The interior ministers of Germany’s 16 states announced their recommendation to pursue a ban, which will involve filing a case with the Constitutional Court in Karlsruhe.
“We believe we’ve got better evidence against the NPD than in 2003,” Interior Minister Hans-Peter Friedrich told a news conference in the Baltic resort of Warnemuende.
“There’s a political risk that we could help revive the fortunes of a party that is already fading,” he said. “Everyone will have to ask: what will the propaganda value of this be for the NPD?”
NPD supporters protested outside the meeting of interior ministers. Earlier NPD chairman Holger Apfel told a separate news conference that he was confident the ban would fail again.
“We’re looking forward to the proceedings,” Apfel said, speaking in front of a banner reading “Out of love for our homeland.” He added: “A party that has not done anything forbidden cannot be banned in a state based on the rule of law.”
Lorenz Caffier, the conservative interior minister of Mecklenburg-Vorpommern who chaired the meeting, said the ministers were confident they had enough evidence the NPD was a danger to Germany’s constitution.
“This shows that democracy in Germany is able to defend itself,” Caffier said. “We can prove that the NPD is an anti-constitutional party.”
The opposition Social Democrats (SPD) have pushed for the ban despite reservations from some conservatives, including Chancellor Angela Merkel, who is worried the NPD could be strengthened if a second bid fails. Other opponents argue a ban could push the NPD underground and make it more dangerous.
The leader of Germany’s Jewish community, Dieter Graumann, welcomed the move to ban the NPD, which would disqualify the party from public funding based on their electoral support.
“It’s high time that the unspeakable activities of the NPD be brought to an end. It’s simply unbearable that right-wing extremists get taxpayer money to spread their propaganda.”
Germany’s domestic intelligence service has described the NPD as “racist, anti-Semitic and revisionist” and says it aims to abolish democracy. The party calls the German constitution a “diktat” imposed by victorious Western powers after 1945.

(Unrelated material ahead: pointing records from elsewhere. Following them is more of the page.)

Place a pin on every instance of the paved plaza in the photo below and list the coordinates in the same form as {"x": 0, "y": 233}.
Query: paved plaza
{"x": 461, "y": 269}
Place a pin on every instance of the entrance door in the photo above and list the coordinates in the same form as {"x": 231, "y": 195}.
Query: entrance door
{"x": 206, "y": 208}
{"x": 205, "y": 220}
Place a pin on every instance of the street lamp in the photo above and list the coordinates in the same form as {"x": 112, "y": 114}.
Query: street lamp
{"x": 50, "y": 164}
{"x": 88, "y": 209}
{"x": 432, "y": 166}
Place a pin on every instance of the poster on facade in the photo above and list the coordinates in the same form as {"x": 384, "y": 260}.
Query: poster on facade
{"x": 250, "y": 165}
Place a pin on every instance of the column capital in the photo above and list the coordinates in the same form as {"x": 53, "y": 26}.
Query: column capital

More radical than populist anti-immigrant parties in France, Britain and the Netherlands, the NPD has seats in two state assemblies in eastern Germany and receives around 1 million euros ($1.3 million) per year in taxpayers’ funding.
Believed to have fewer than 10,000 members, it campaigns for full employment, greater national sovereignty in defense and foreign matters and an end to immigration. Critics accuse it of unofficial links to racist and violent groups.
To help the case, German authorities have severed relations with informants in the top levels of the NPD and compiled more than 2,000 pages of evidence to back their case.
Experts say that to ban a party it has to be proven that it has an actively belligerent, aggressive stance and aims to abolish democracy.
The NPD last month filed a case with the court asking it to declare it constitutional, a move widely seen as an attempt to pre-empt any ban. Karlsruhe still has to rule on that.
“Democracy and the rule of law are not one-way streets and the NPD is not unconstitutional but stands firmly with two feet on the Basic Law (constitution),” the NPD says on its website.
The ministers’ recommendation needs approval from state governors, expected on Thursday, before a vote in the Bundesrat upper house, which represents the 16 states, on December 14.
It will then take up to three months for the case to be prepared for sending to Karlsruhe. It is unclear whether the court could rule on the case before elections in September.
Germany’s failure to uncover the Nationalist Socialist Underground (NSU) cell of neo-Nazis who killed foreigners between 2000 and 2007 has sparked accusations that it underestimated the danger from the far right for many years.
The NPD has denied any links with the NSU but experts say informally there is overlap between the political party and social clubs and groups who recruit youngsters to the far-right cause, especially in the impoverished ex-communist East.